No one wants to be thought of as “judgmental" these days! And yet the Bible seems to emphasize that God is our Judge and that he does pass judgment on sin and evil. But is God's judgment as laid out in Scripture, well, too judgmental? Some say so. Take the book of Revelation which is filled with pictures of God's judgment on the world's sin. That judgment is likened to golden bowls filled with God's wrath that are poured out upon the earth (Revevlation 15: 7, 16:1). How can a loving God be wrathful? I found it interesting to learn that the word “wrath” (Greek: thumos) also means passion and intense feeling. It makes sense that if God is truly good, than God must be passionately opposed to evil, in whatever form it takes. This passionate opposition to evil in all its forms the Bible calls God’s wrath.

Even so, people have suggested to me that, "Jesus was never judgmental or wrathful. He was kind and loving!" I would disagree that Jesus was never judgmental or wrathful. The gospels tell us that Jesus was angered by satanic forces and powers (Mt. 4:10); that he was angered by disease (e.g., leprosy in Mk. 1:41); that he was angered by the evil nature of human beings (John 8:44); that he was angered by religious hypocrisy (Mat. 12: 34), that he was angered by those who persisted in unbelief (Mt. 17:17); and that he was angered by those who acted without mercy (Mt. 18:34). Jesus’ anger revealed his passionate concern for humankind; that God is passionately opposed to evil, and will tolerate nothing but the best for us.

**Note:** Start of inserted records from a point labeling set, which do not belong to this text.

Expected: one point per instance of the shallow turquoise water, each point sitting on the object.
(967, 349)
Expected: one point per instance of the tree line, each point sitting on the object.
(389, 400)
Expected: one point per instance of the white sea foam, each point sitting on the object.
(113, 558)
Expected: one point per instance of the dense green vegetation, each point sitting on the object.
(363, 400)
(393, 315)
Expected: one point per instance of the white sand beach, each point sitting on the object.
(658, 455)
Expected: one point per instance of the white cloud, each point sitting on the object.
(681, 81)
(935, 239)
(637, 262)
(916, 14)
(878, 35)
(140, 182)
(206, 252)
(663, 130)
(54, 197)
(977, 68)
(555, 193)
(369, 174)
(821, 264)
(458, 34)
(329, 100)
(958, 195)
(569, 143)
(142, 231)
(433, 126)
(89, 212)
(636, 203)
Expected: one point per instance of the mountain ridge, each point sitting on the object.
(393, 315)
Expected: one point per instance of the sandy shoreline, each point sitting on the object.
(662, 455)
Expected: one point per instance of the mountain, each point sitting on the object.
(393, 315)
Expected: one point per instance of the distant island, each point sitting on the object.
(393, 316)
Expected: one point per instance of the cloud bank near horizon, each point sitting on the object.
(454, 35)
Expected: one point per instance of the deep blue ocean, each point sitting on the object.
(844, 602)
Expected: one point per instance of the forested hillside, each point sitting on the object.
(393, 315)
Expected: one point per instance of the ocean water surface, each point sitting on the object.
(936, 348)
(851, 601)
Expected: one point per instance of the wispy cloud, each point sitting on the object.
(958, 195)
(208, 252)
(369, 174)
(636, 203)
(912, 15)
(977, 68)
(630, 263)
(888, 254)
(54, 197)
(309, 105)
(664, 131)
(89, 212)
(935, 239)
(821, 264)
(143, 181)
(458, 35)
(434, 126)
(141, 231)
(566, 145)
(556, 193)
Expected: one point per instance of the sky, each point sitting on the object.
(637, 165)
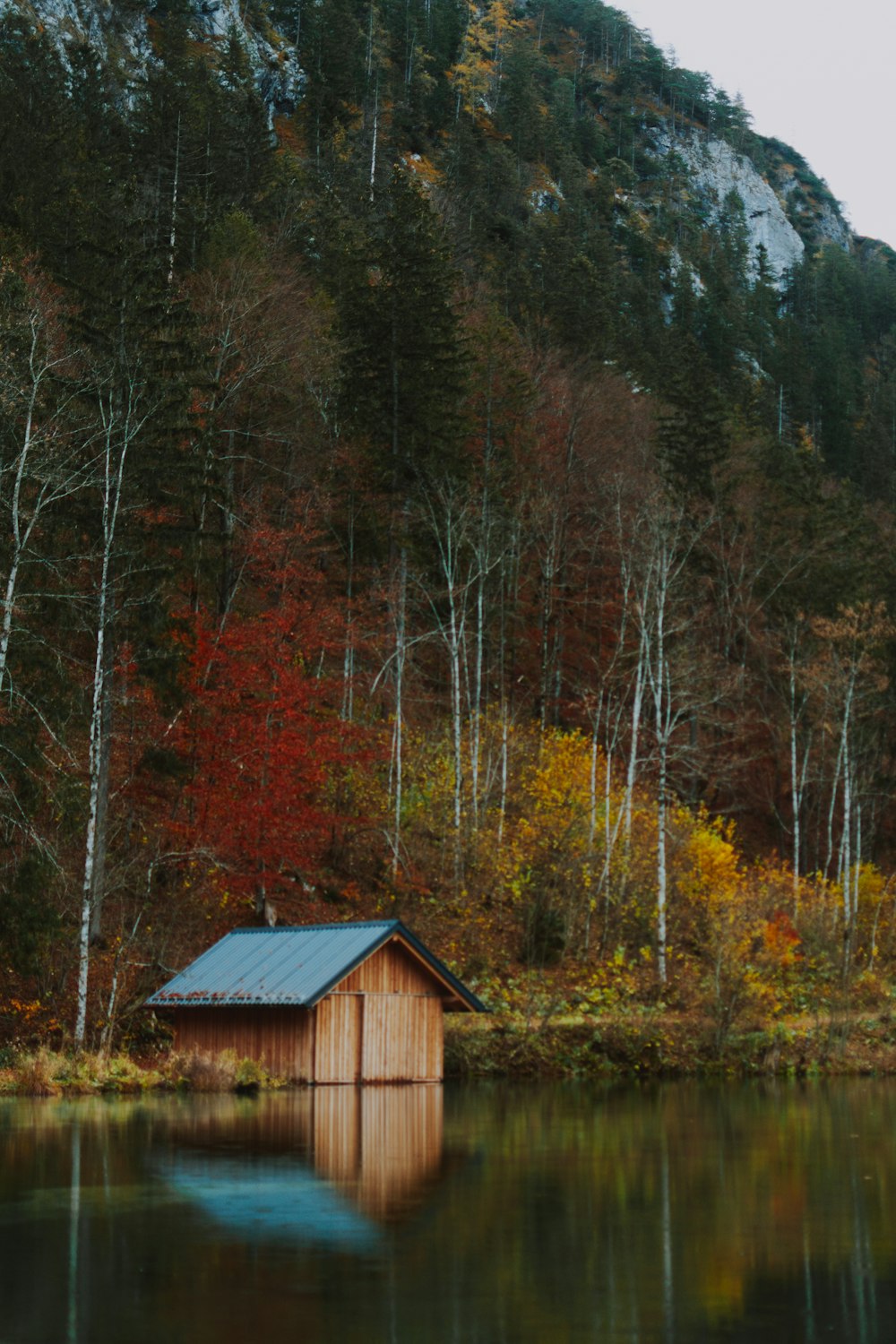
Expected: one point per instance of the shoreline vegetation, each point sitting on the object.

In John's Revelation, the angels cry: “Yes O Lord God, the Almighty, your judgments are true and just!” (Revelation 16:7) God's judgments are true: in other words, they are self-authenticating. They validate themselves over time by experience...even if they go against our intuition. Rev. Earl Palmer often pointed out that it is counter-intuitive to lean on one's downhill ski...and yet that's exactly what is required if you don't want to fall down the mountain out of control. The law of putting one's weight on the downhill ski may not feel right...indeed, what feels right is to shrink back and try to hold on to the mountain for dear life. But it's still the right thing to do. Years ago, when pilots encountered wind shear, their instinct was to pull up on the flight controls which would result in a catastrophic loss of lift. As I understand it, the pilot is supposed to fly down into the wind sheer to regain control of the plane, which is what they practice doing in flight school. My point is that there are many physical laws which feel counter-intuitive (e.g., the law of aerodynamics, the fundamentals of downhill skiing) but with experience, we discover that these laws are trustworthy.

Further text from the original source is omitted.